Monday, December 15, 2014

Worship devotion: What is Worship - Mark 7:7

Mark 7:7         They worship me in vain; their teachings are but rules taught by men.

            What is the purpose of worship? Why does it exist and is it relevant in today’s world for 21st century Christians?

            Simply stated, the purpose of worship is to glorify God. We gather together bringing Him our songs of praise, our heartfelt prayers, our hard earned gifts, and our minds to receive a message from His Word. From the beginning to the very end, worship should have this common theme: it’s all about God and it’s all for God. God is the audience and we present our praise to Him. If we come away from our worship services and say, “I didn't get anything out of the service,’ then there’s nothing wrong about that: Worship is about what we give and is never about what we get.

            Because we live in a consumerist society, we expect something in return for our time, our talents, and our gifts. If that’s how we view worship, then we’re no longer worshiping; we’re actually shopping for something spiritual to take with us. This is why some people shop from one church to another – they’re looking for what they can get, instead of seeing what they can give.
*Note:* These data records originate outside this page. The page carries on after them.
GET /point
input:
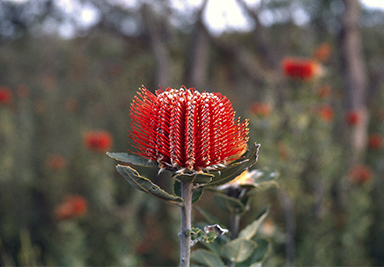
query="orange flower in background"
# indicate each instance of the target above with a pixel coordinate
(375, 141)
(56, 162)
(360, 174)
(98, 140)
(185, 130)
(322, 52)
(304, 69)
(71, 207)
(262, 109)
(6, 95)
(326, 113)
(352, 117)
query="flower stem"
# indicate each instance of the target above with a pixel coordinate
(186, 213)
They end up with something bland and dissatisfying, and can never truly find what they are looking for.

            Worship challenges our consumerist mentality and makes us honestly look at our faith. If we’re too preoccupied with ourselves, we’ll miss the point. If we’re too focused on something else during worship, we’ll become distracted, and eventually disconnected to God. God never expects to be worshiped nominally, vainly, or disinterestedly. He expects us to focus on Him, to praise Him, to keep our hearts and minds tuned to Him, in order to truly worship Him.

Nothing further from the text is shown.